Hartnett: Gorton's Past Suggests He's Up To The Task Of Another Summer Of Rebuilding

Rangers general manager Jeff Gorton
Photo credit Getty Images

Rangers general manager Jeff Gorton has a crucial summer of work ahead of him, though this situation isn't new to the 50-year-old executive. Back in 2006, Gorton served as interim GM of the Boston Bruins following the firing of predecessor Mike O’Connell in March.

Prior to his dismissal, O’Connell signed off on one of the worst trades in NHL history by sending star center Joe Thornton to the San Jose Sharks for Marco Sturm, Wayne Primeau and Brad Stuart. The Bruins finished the 2005-06 season 13th in the Eastern Conference with a 29-37-16 record. It was Gorton’s task to pick up the pieces and make the big calls.

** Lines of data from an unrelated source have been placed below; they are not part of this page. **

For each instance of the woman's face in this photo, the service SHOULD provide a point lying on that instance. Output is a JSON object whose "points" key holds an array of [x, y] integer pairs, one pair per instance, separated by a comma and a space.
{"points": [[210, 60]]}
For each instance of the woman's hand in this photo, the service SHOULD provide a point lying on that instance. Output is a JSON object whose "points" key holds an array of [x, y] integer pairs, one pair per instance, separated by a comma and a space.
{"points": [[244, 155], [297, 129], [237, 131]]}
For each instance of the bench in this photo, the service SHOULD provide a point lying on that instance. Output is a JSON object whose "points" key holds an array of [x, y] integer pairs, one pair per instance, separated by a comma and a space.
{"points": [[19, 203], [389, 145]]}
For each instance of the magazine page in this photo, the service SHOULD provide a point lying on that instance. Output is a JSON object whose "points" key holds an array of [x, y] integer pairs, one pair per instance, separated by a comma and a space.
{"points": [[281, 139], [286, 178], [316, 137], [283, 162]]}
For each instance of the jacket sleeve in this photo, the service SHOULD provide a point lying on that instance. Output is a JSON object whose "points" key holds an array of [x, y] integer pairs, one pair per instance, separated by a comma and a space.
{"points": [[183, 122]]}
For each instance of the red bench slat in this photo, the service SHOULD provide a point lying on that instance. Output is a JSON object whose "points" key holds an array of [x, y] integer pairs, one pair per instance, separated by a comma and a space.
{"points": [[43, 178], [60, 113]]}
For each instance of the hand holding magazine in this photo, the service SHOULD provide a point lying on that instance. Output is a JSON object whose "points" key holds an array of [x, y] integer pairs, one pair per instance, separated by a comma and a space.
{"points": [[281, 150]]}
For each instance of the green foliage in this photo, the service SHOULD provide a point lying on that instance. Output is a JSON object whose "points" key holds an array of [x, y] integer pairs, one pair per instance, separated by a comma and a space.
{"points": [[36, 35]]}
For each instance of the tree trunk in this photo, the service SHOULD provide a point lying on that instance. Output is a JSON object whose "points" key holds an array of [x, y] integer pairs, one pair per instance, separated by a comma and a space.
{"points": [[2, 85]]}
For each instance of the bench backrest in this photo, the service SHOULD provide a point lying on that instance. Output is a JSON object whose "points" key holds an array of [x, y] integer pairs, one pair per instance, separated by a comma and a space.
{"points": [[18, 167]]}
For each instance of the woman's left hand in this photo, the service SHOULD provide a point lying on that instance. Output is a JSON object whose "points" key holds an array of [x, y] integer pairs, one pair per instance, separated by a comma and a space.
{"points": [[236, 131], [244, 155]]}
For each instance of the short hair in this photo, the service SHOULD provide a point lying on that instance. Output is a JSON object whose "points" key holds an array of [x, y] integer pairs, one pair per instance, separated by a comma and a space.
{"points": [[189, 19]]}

The 2006 summer changed the course of Bruins history. Gorton’s decisions pushed Boston in the right direction, eventually culminating in a 2011 Stanley Cup championship.

One day before the 2006 draft, Gorton fleeced the Toronto Maple Leafs by swapping goaltender Andrew Raycroft for a young prospect named Tuukka Rask. The Finn would establish himself as one of the league’s best performing and most consistent netminders, while Toronto bought out Raycroft’s contract in 2008.

Crucially, Gorton used the B’s picks wisely. Milan Lucic was grabbed with the 50th overall pick in the second round and Brad Marchand was selected in Round 3. Though Gorton drafted Phil Kessel with the fifth overall pick, Gorton’s successor, Peter Chiarelli, later dealt Kessel to the Maple Leafs for a first-round pick that allowed Boston to select Tyler Seguin. As a rookie, Seguin produced during his first playoffs and helped the Bruins raise Lord Stanley’s Cup.

Kessel later got to lift the Stanley Cup twice as a member of the Pittsburgh Penguins.

Gorton made two big splashes on Day 1 of free agency, adding all-world defenseman Zdeno Chara and assist-machine center Marc Savard. His stint as interim GM would end 14 days later. The Bruins hired Chiarelli as permanent general manager, and Gorton was assigned to his previous role as the club’s assistant GM.

The Rangers hired Gorton initially as a pro scout in 2007. He became a rising star in the Rangers’ organization, climbing to assistant director of player personnel, then becoming assistant GM and finally succeeding Glen Sather as general manager in 2015.

Gorton is in the process of overseeing a Blueshirts’ rebuild that is reaching a decision point. Does slow and steady careful drafting paired with internal player development win the race? Should the Rangers go all-in on several big-name free agent targets including point-per-game ace Artemi Panarin? Perhaps, some hybrid of smart drafting, successful dealing and savvy free agent recruitment will accelerate the Rangers’ grand plan.

So far, Gorton’s slam dunk was acquiring Mika Zibanejad and a second-round pick from the Ottawa Senators for Derick Brassard and a seventh-round pick. It’s difficult to grade the megadeals that sent Ryan McDonagh and J.T. Miller to the Tampa Bay Lightning, Mats Zuccarello to the Dallas Stars and Kevin Hayes to the Winnipeg Jets based on the sheer number of draft picks and prospects recouped by the Rangers.

But there’s no doubt that this summer will be chock-full of major decisions. Rangers fans can only hope that Gorton can hit the right notes for this organization as he did for the Bruins in 2006.